Dann lächelt er. Hebt eine Hand wie zum Schwur.
»Und das heißt jetzt?«, fragt Jehuda.
»Ganz bestimmt nicht.«
»Mutter hat sich das Thema heute Abend verkniffen, aber du kannst dir vorstellen, wie sie das mitnimmt.«
»Ich werde nicht wie Levinger, keine Angst.«
»Hm.«
»Du kennst mich. Wir sind Brüder.«
Jehuda weiß, das sollte ihn beruhigen, aber er fühlt Befangenheit.
Kenne ich dich?
Gib auf ihn acht, hat Rachel ihm vor Jahrzehnten eingeschärft, und eine Weile hat er das auch. Er und Arik haben den Schwächeren in ihre Mitte genommen, sich romantisch zum Triumvirat verschworen. Wer Benjamin etwas zuleide tun wollte, musste erst an Arik und Jehuda vorbei, und wenn er an ihnen vorbei war, hatten sich seine bösen Absichten gemeinhin in Kopfschmerzen verloren.
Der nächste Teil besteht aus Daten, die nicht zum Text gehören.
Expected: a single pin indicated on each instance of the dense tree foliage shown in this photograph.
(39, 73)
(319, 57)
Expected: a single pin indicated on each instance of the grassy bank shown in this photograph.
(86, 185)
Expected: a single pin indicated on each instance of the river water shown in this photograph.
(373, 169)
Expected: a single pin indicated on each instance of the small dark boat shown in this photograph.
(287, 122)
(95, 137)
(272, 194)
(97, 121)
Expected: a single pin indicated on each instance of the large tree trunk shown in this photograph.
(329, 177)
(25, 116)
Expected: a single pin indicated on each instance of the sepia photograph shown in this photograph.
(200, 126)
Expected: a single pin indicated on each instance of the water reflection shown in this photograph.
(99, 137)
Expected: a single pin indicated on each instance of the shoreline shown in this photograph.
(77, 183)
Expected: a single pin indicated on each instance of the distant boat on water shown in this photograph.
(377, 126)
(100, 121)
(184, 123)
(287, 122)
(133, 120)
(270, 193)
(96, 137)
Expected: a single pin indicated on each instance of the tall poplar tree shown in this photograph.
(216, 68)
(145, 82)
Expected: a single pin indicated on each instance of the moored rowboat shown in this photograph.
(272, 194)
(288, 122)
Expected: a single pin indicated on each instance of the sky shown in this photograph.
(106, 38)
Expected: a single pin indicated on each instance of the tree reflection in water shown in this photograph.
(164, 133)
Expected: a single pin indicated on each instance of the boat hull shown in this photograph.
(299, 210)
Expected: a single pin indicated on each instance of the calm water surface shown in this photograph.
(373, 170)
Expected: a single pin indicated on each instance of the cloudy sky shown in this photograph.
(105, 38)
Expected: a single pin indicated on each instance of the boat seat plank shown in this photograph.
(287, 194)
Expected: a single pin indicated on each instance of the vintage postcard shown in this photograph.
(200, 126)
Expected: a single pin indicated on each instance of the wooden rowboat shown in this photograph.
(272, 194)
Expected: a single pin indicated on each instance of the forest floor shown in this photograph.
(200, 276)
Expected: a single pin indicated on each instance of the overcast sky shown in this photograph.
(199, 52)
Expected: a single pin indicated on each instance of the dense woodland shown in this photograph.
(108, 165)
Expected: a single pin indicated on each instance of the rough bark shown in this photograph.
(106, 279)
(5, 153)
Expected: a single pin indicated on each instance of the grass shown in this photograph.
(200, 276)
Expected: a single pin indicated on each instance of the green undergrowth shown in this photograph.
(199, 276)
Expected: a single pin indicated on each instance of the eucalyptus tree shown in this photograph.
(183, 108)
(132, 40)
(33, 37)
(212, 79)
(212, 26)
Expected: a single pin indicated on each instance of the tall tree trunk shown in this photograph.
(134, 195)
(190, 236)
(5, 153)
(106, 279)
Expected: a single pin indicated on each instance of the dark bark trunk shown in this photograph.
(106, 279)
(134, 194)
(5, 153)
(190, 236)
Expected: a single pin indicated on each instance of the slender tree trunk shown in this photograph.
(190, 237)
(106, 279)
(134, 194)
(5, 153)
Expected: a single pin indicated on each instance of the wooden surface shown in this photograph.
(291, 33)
Wann sind wir uns entglitten?, denkt er. Hätte ich besser auf dich achten sollen? Hätte ich es überhaupt gekonnt?
»Sie werden dich anklagen.«
»Nein.« Benjamin schüttelt den Kopf. »Wahrscheinlich nicht.«
»Weil es Notwehr war?«
»Weil es Notwehr war.«
Wie auch anders. Als Levinger vor zwei Jahren einen palästinensischen Ladenbesitzer erschossen hat, ging er dafür nicht mal ins Gefängnis.
Benjamin legt Jehuda einen Arm um die Schulter.
»Ich will doch nur, dass alle glücklich sind«, sagt er leise. »Jeder auf seine Art. Ich weiß, ihr habt genügend andere Sorgen. Es tut mir leid, was Phoebe durchmachen musste, jetzt auch noch euer Umzug – und du sorgst dich um Uri, stimmt’s?«
Jehuda starrt hinaus in die Nacht.
Unruhen im Westjordanland, Terror aus dem Libanon. Arik versucht seit Wochen, Begin für einen Schlag gegen die PLO -Milizen im libanesischen Grenzland zu gewinnen.
Uri in Uniform.
Sein Sohn wäre einer von denen, die dort einmarschieren müssten.
»Komm mit rein«, sagt er. »Die anderen vermissen uns.«
Tel Aviv
Am Abend des 3. Juni geht Shlomo Argov ins Londoner Dorchester Hotel zu einem Bankett.
Argov ist, was man eine schillernde Persönlichkeit nennt, kultiviert, charismatisch, überzeugend. Als er mit 21 in New York Politische Wissenschaften studiert, hat er bereits eine komplette militärische Karriere hinter sich, inklusive ehrenvolle Verwundung in der Schlacht um Safed, doch seine wahre Begabung liegt in der Diplomatie. Erste Stationen führen ihn nach Ghana und Nigeria, zurück nach New York, er wird Botschafter in Mexiko, in den Niederlanden, übernimmt schließlich das Konsulat in Großbritannien.
Die Königsdisziplin, gleich nach Washington.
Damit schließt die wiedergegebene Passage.